With a 15x smaller (human) US population in 1850 compared to today that makes sense.


The theatrics read like a caricature of European elegance, which is what I imagine they were. I had a conversation with a family friend the other day, an age-old exercise in trying to reconcile the often contradictory movements of the American sociopolitical body. It suddenly occurred to me: not for morals or money, on either side, but, ultimately, to avoid humiliation on the global stage. We don't want to be seen as backwards, a backwater, underdeveloped, unserious, unsophisticated. So: we build railroads, we build skyscrapers, we tear down Jim Crow, we go to the moon. And, occasionally, we take the wrong impression of what would impress our international neighbors and it backfires, apparently.

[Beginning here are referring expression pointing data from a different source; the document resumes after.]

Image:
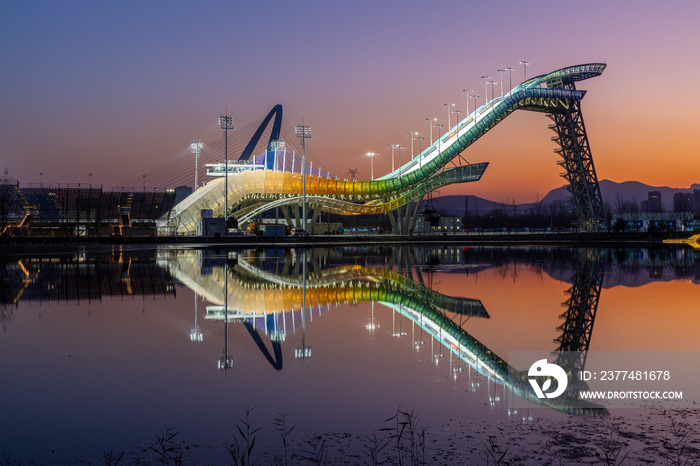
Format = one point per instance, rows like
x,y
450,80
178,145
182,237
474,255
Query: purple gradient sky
x,y
119,88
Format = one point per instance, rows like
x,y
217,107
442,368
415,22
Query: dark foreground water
x,y
104,352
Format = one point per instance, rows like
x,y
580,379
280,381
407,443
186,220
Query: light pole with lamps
x,y
430,125
412,135
492,83
439,127
510,78
226,123
468,91
486,87
196,149
457,112
393,146
420,149
400,166
371,156
524,63
303,132
500,75
475,108
449,110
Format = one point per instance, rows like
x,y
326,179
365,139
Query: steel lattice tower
x,y
578,162
579,317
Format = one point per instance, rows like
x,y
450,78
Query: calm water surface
x,y
101,351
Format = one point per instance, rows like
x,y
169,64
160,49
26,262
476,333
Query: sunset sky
x,y
117,89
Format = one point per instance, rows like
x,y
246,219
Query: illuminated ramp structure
x,y
253,192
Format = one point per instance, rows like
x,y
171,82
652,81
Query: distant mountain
x,y
627,191
613,194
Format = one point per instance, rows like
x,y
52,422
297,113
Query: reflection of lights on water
x,y
225,363
278,336
196,335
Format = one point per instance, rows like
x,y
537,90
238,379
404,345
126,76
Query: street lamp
x,y
371,156
492,83
500,74
468,91
524,63
400,166
393,146
510,78
303,132
196,148
420,149
474,97
411,134
430,125
457,112
449,108
439,127
226,123
486,87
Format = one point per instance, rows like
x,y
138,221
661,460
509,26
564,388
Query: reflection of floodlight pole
x,y
372,326
304,352
303,132
371,156
195,333
226,362
195,148
226,123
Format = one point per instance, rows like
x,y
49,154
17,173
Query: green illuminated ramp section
x,y
394,189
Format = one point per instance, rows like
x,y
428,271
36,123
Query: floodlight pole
x,y
468,91
196,149
510,78
226,123
524,63
303,132
486,88
371,156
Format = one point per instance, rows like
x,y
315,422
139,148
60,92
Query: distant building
x,y
442,224
181,192
683,202
643,221
654,202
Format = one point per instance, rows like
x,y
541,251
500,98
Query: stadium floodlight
x,y
486,87
303,132
524,63
226,123
196,149
468,91
510,78
371,156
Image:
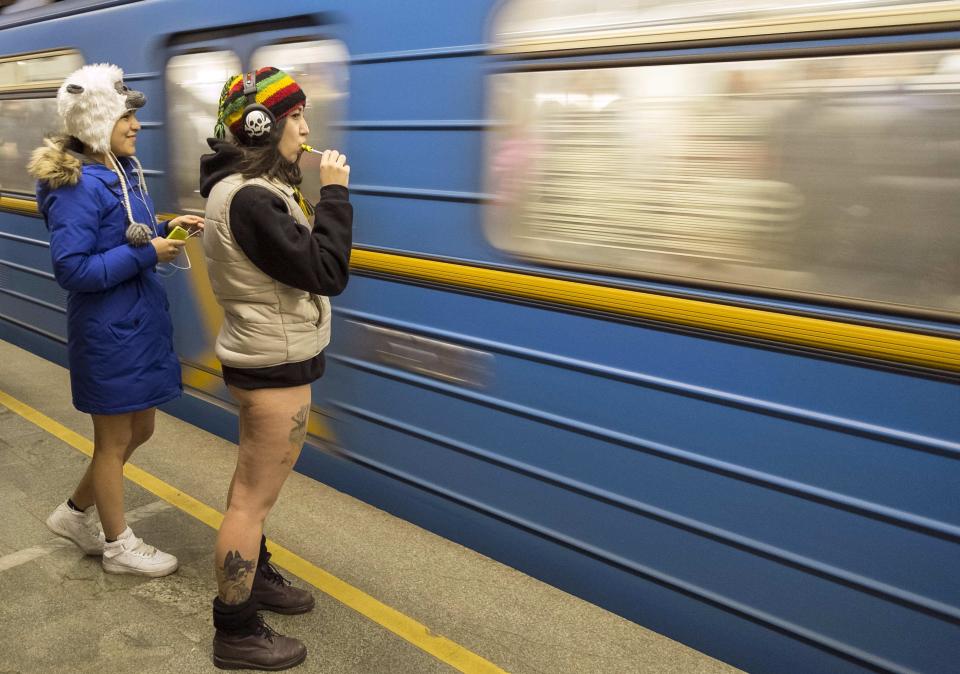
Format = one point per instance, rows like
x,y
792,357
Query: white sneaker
x,y
80,527
129,554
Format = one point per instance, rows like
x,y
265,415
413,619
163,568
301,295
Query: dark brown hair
x,y
266,160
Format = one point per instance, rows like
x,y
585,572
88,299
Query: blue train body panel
x,y
782,509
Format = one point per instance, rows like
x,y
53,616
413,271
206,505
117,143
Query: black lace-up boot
x,y
273,592
244,641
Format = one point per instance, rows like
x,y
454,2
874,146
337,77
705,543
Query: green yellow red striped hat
x,y
276,91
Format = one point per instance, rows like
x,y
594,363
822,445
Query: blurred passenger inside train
x,y
273,258
105,243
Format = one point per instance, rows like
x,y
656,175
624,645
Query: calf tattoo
x,y
299,431
232,578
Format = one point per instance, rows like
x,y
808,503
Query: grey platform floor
x,y
61,613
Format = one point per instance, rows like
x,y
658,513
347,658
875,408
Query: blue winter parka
x,y
119,331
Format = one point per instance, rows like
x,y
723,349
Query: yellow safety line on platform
x,y
403,626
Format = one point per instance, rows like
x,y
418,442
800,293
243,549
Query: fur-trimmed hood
x,y
56,164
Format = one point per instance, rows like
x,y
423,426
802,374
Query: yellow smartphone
x,y
178,233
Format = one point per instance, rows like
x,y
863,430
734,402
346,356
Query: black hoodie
x,y
316,261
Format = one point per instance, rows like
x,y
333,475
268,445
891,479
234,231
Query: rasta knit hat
x,y
276,91
91,100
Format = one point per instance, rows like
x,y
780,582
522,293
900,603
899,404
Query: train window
x,y
319,67
836,177
28,110
533,25
194,82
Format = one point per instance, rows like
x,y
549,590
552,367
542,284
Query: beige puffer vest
x,y
265,322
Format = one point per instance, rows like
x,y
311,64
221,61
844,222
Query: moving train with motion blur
x,y
658,302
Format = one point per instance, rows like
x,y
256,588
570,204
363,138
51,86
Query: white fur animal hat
x,y
92,99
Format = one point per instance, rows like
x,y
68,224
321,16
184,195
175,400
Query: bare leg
x,y
273,425
142,428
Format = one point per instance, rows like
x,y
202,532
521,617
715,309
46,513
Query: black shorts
x,y
276,376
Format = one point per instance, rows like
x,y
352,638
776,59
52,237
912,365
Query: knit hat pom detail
x,y
139,234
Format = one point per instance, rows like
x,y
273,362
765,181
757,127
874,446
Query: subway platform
x,y
391,597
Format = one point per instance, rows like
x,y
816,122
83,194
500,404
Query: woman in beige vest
x,y
273,258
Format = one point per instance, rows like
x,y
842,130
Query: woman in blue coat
x,y
105,243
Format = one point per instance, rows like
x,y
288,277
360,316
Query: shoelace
x,y
143,549
265,629
270,573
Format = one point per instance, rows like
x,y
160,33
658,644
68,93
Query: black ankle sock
x,y
235,618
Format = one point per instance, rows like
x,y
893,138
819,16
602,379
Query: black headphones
x,y
256,121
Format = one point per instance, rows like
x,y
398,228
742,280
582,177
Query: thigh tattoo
x,y
299,431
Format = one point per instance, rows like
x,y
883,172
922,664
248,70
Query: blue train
x,y
658,302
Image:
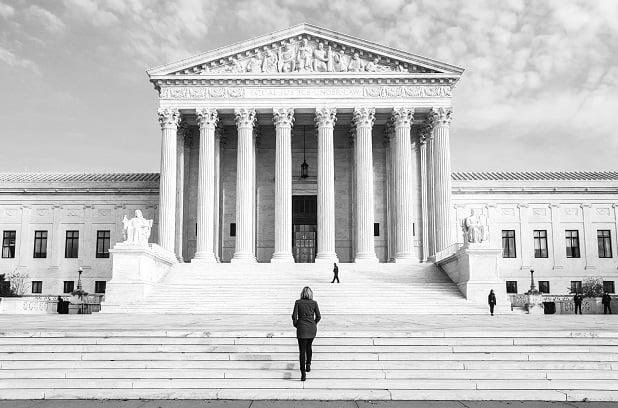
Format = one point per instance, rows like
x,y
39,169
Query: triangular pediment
x,y
303,49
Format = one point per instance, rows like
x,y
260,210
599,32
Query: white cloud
x,y
15,62
6,11
49,20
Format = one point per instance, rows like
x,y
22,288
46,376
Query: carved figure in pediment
x,y
287,59
356,64
270,62
236,66
255,64
304,57
372,66
322,59
340,63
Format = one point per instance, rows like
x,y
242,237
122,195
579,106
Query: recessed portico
x,y
381,183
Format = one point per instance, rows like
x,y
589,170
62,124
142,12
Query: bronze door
x,y
304,228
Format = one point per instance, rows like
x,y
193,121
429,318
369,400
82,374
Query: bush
x,y
592,287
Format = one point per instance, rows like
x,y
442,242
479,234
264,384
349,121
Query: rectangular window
x,y
508,244
68,286
37,286
103,244
540,243
572,241
544,286
99,286
604,242
511,286
71,244
8,244
40,244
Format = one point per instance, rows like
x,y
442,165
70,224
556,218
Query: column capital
x,y
245,117
169,117
425,134
325,117
440,116
207,118
403,117
364,117
283,117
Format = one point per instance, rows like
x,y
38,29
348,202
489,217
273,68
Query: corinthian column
x,y
180,174
283,119
365,247
402,180
169,118
440,119
245,174
325,121
207,119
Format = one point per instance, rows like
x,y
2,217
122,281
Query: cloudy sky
x,y
539,92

Still, if only we could harness this proclivity for healthcare and housing or guns... I suppose the starkest signal of the breakdown of American stability is that not even the embarrassment of being the odd, terrible one out on those issues has spurred us to action.

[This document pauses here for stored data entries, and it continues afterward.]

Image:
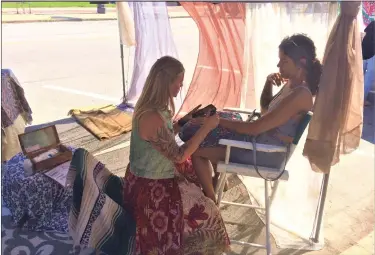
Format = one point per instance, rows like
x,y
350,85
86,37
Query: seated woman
x,y
281,113
172,214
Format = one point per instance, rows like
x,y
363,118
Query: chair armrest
x,y
239,110
249,146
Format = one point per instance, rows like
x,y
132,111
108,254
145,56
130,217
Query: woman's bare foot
x,y
215,180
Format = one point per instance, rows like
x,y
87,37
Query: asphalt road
x,y
65,65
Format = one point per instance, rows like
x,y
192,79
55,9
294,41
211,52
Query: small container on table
x,y
37,145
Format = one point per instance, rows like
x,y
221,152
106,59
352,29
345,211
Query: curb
x,y
72,19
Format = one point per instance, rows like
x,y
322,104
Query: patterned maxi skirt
x,y
173,216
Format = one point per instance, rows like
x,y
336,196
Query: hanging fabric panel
x,y
219,72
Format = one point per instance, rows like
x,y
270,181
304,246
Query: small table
x,y
36,202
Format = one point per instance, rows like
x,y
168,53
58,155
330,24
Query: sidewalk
x,y
9,15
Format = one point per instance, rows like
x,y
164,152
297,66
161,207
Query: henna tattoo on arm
x,y
165,143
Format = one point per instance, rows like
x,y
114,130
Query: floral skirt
x,y
173,216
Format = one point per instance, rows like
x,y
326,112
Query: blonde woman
x,y
172,214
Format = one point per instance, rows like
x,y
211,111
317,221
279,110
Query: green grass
x,y
50,4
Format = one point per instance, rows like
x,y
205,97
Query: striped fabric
x,y
97,219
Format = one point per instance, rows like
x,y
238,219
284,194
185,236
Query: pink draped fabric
x,y
219,71
336,126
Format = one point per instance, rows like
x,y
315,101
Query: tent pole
x,y
123,72
321,207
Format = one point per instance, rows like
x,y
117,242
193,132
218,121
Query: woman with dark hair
x,y
299,73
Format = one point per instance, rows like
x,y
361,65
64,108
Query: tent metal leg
x,y
123,72
315,239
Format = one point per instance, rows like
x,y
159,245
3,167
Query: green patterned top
x,y
147,162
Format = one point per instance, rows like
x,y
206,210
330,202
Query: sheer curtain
x,y
219,71
294,204
153,36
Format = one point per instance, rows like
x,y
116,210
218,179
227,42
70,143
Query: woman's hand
x,y
275,79
188,116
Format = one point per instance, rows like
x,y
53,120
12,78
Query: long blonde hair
x,y
155,94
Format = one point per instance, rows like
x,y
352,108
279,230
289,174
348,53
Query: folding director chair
x,y
268,174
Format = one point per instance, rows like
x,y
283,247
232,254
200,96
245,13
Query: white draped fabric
x,y
126,24
294,206
154,39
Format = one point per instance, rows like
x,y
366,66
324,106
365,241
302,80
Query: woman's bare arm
x,y
266,96
153,129
299,101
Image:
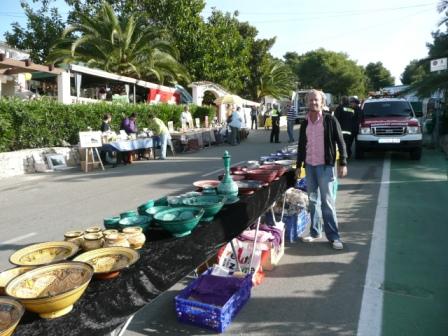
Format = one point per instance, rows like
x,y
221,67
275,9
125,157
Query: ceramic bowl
x,y
248,187
107,262
206,184
51,290
286,163
179,221
7,275
261,175
111,223
44,253
211,204
11,312
142,208
130,213
141,221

Love it but where does Ketchup fit in?


I don't get the reference.

OR

"You don't want to know."


If you enjoy this style of writing with its pithy observations then I can recommend J.P. Donleavy's "The Unexpurgated Code: A Complete Manual of Survival & Manners":

https://www.amazon.co.uk/Unexpurgated-Code-Complete-Survival...

I read this on a train and the tears were dripping off my face whilst trying to control my laughter. I got plenty of funny looks.

Donleavy's "The Ginger Man" is also well worth a read.


As an aside, I hate layouts that are a single narrow column with a huge swathe of space on either side. It's hard to get into the flow of reading when having to move to a new line constantly.

(never mind, even Hacker News reformats my example for me)


You might want to read the site guidelines:

https://news.ycombinator.com/newsguidelines.html

"Please don't complain about tangential annoyances—e.g. article or website formats, name collisions, or back-button breakage. They're too common to be interesting."


Oh, my apologies.I'll refrain from doing that in the future! It's like I'm, standing in front of a mirror and saying "Dang" three times, ha ha.


This guy sounds like a real joy to travel with.